Hacking is also on the rise
Aside from small-time scams like the ones discussed above, many groups organise heists from exchange platforms, getting hundreds of millions of dollars through stolen value.
The examples are too many to count. MTGox being the first. The massive NEM hack. Even the recent 2010 Binance hack, where bad actors claimed more than a hundred million dollars in Bitcoin value.
The good thing is that there are now systems in place to “taint” stolen funds, making them impossible to sell on exchange platforms of all sorts. There is also an active effort to whitelist as many addresses as humanly possible, to track stolen funds easier. Overall, the industry seems to be more regulated than before, and the hacks are decreasing as a result. However, there is still a lot of fraud-related activity on decentralised exchanges since there is no way or reason to control the platform’s safety. For some, this is good; for others, it can cost them their life savings.
How to protect your funds from scams and fraud
Each type of scam will naturally require a different approach when it comes to protection. The first thing you can do is effortless: Never click on anything you don’t understand and NEVER EVER give out your personal information to anyone you do not know. This includes your wallet address, private keys, pin code, 2FA, or exchange passwords. In most cases, scams work due to the user’s voluntary participation who does not have a clear understanding of the process.
The second thing you can do is research – Tons of it! When you come across an email that asks for your personal information, Google the sender’s email address and see if anything comes up. Exchanges and crypto wallet companies will never ask for your personal information.

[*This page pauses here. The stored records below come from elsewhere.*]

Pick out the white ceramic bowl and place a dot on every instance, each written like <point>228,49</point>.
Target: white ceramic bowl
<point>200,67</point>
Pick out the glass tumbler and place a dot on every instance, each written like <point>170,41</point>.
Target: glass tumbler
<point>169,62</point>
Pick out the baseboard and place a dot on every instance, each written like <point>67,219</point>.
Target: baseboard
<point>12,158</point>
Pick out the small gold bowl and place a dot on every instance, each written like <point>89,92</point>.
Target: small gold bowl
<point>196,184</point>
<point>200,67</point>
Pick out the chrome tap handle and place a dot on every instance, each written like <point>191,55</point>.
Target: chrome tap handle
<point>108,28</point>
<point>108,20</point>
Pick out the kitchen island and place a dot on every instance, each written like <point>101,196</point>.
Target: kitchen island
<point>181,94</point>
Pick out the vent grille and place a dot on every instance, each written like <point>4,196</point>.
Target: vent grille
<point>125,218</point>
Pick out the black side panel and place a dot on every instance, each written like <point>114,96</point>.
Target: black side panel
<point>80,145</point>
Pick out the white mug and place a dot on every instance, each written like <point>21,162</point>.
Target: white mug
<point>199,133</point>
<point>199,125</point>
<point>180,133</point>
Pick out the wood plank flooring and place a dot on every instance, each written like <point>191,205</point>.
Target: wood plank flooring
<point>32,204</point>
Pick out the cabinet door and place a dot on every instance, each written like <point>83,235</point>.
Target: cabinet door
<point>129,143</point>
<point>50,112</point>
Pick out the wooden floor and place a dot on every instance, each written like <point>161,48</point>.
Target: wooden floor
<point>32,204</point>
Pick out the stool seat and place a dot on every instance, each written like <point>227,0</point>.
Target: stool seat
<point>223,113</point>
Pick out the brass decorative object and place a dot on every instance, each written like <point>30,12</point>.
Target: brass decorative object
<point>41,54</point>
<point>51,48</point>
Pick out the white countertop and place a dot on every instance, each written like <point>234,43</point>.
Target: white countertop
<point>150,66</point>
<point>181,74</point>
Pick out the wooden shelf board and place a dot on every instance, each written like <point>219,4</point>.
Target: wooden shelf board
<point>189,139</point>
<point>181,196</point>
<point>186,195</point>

When it comes to the coins you want to invest in; whether that is an ICO or a small-cap altcoin, research is equally important. Read up on the project’s fundamentals, the whitepaper, and watch any videos or podcasts where the team participates. No information on the team? Then it’s best to stay away.
Finally, the best way to protect yourself from scams is to keep a level-headed approach. Use your logic when trying to understand a situation you come across. Is a password essential? Is this update mandatory? What about the risks associated with investing in a cryptocurrency that is obviously a pyramid scheme? Emotional intelligence helps you make better investment decisions and leads to more profit over time.